Machinaal klompen maken
Vanaf de jaren 30 begon de klompenmakerij in Vlaanderen te mechaniseren. Die machines lieten toe om een model, dat wel eerst handmatig gemaakt moest worden, te kopiëren. Eerst beperkte zich dit tot 1 klomp per keer, maar latere machines kopieerden een volledig paar tegelijk. “Hierdoor verdubbelde de productiecapaciteit zich plots”, zegt Ronny Mondelaers. “Omdat de blokken hout naar elkaar toe draaien, kan je in een keer de linkse en rechtse klomp van een paar maken.”
Een klompenmaker spande een klomp op tussen 2 pinnen in de machine, zodat die rond kan draaien. Achteraf zijn daar aan de achterkant vaak nog streepjes en puntjes van te zien. “Hieraan kan je herkennen dat een klomp machinaal gemaakt is”, zegt Tim Van Goethem. Een machinaal geproduceerde klomp is van afwerking nogal ruw. Een klompenmaker werkte die vaak nog handmatig af met een mes.
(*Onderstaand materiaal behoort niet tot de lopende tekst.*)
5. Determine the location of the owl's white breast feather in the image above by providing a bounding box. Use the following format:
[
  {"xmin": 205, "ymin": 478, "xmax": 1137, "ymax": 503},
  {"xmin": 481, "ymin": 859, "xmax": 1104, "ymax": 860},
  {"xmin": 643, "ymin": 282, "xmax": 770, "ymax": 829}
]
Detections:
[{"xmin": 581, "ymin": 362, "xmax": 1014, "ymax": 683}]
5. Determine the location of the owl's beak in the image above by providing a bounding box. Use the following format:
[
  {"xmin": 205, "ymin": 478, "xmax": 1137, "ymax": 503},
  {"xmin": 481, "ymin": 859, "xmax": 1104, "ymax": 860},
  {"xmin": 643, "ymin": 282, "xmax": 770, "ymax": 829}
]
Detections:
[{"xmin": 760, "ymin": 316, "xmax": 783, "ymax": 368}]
In Nijhuis, de grootste klompenmaker van Nederland, zijn de klompenmachines tegenwoordig computergestuurd. Eerder waren ze zelfs overgestapt op machines die 4 of 6 paar klompen in een keer konden draaien, maar daarmee zijn ze gestopt. De productie was te hoog en er ging te veel hout verloren.
Een groot deel van de klompenmachines in Klompenmuseum Den Eik werd gedoneerd door de vader van Ronny, nadat hij stopte met het familiebedrijf in 2008.